Analyzing Genetic Diversity of Thermophilic Ammonia Oxidizing Archaea (ThAOA) Populations in Geothermal Hot Springs Using Metagenomic Datasets
By: Carlos Gomez
Department: Biology
Faculty Advisor: Dr. José R. De La Torre
Metagenomic datasets contain rich information on the genetic variation of microorganisms within the sampled community. Such variation is often concentrated in genomic regions, known as flexible genomic islands, that vary between individual cells within the population. In this study, we took a computational approach to identify and characterize flexible genomic islands in a lineage of thermophilic archaea found in terrestrial hot springs. These flexible genes represent the variability in physiology and adaptation present within the microbial population. Using metagenomic datasets from samples at different temperatures (60°C, 70°C, & 85°C) from a single site in Nevada, we mapped individual metagenomic short reads to our thermophilic ammonia-oxidizing archaeon (ThAOA) reference genome, Nitrosocaldus gerlachensis(GBSF). By calculating the density of mapped reads in different regions of the reference GBSF genome, we’ve identified regions that are conserved in all representatives in the population (known as the core genome), as well as regions of variability (flexible genome). In addition to these metagenomic reads recruitments, we have also carried out de novo assemblies of the three metagenomes. Binning of the resulting contigs identified metagenome-assembled genomes (MAGs) corresponding to close relatives of GBSF in these datasets. Genomic comparisons between these MAGs and our reference genomes provided a different approach to identifying flexible genomic regions unique to individual strains in the hot spring.

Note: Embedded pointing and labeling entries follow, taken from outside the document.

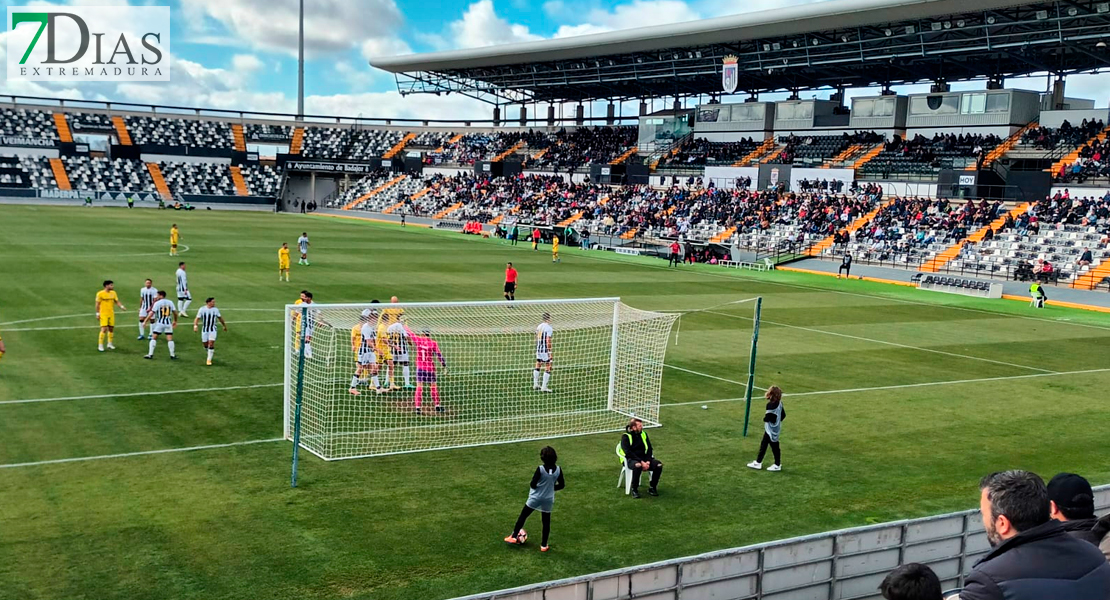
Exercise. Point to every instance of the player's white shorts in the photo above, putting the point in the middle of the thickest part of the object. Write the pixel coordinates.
(367, 358)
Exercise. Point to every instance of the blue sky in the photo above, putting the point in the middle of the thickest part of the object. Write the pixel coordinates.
(241, 53)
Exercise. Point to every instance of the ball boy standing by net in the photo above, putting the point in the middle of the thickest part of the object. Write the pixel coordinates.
(546, 480)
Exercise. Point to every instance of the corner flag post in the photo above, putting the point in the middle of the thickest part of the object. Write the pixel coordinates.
(752, 366)
(300, 389)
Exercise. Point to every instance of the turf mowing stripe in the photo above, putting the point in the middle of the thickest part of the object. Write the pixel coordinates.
(849, 390)
(740, 275)
(98, 326)
(902, 386)
(885, 343)
(131, 394)
(143, 453)
(742, 384)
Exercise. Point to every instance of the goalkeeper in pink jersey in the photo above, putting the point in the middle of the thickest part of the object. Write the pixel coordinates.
(427, 353)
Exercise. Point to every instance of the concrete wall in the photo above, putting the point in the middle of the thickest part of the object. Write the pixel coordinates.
(841, 565)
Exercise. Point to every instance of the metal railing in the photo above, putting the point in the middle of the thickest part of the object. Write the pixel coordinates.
(843, 565)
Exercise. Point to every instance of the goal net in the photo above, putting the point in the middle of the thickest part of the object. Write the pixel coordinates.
(481, 385)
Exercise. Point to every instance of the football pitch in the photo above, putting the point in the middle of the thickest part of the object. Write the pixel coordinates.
(897, 402)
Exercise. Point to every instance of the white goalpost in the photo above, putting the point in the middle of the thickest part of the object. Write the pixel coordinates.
(606, 365)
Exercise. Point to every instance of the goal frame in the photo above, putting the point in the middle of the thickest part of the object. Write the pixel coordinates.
(292, 399)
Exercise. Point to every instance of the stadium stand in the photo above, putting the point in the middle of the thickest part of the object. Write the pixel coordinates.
(179, 132)
(28, 123)
(702, 152)
(350, 143)
(91, 174)
(924, 158)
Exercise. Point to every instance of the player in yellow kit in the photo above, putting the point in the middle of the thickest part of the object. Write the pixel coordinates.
(107, 300)
(174, 236)
(283, 261)
(384, 351)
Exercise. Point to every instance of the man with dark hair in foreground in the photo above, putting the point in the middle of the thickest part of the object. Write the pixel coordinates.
(1032, 558)
(911, 581)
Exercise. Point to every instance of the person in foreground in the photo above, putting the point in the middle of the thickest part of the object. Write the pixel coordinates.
(1033, 558)
(773, 426)
(911, 581)
(639, 456)
(546, 480)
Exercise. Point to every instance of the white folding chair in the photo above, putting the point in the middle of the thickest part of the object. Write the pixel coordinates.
(625, 473)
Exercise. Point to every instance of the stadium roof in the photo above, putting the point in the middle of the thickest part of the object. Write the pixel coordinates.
(836, 43)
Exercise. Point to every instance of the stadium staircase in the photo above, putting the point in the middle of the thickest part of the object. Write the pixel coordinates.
(624, 156)
(759, 151)
(720, 237)
(374, 192)
(454, 140)
(236, 178)
(1001, 149)
(503, 155)
(1070, 158)
(571, 219)
(60, 178)
(447, 211)
(155, 173)
(1092, 277)
(413, 197)
(121, 131)
(62, 125)
(400, 145)
(236, 135)
(298, 142)
(848, 152)
(817, 248)
(867, 158)
(940, 260)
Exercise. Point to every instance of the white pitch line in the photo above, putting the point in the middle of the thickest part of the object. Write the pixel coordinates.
(850, 390)
(132, 394)
(122, 326)
(143, 453)
(905, 386)
(885, 343)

By clustering all of the ThAOA according to their presence/absence in the reference genomes and MAGs, we identified gene clusters assigned to the core and flexible genomes. Computing the pangenome has allowed us to study the evolutionary impact of horizontal gene transfer and compare the gene content of the strains. By comparing genes found in the variable genome in samples of different temperatures we hope to understand the adaptation and evolution of uncultured microbial communities that play a key role in the nitrogen cycle.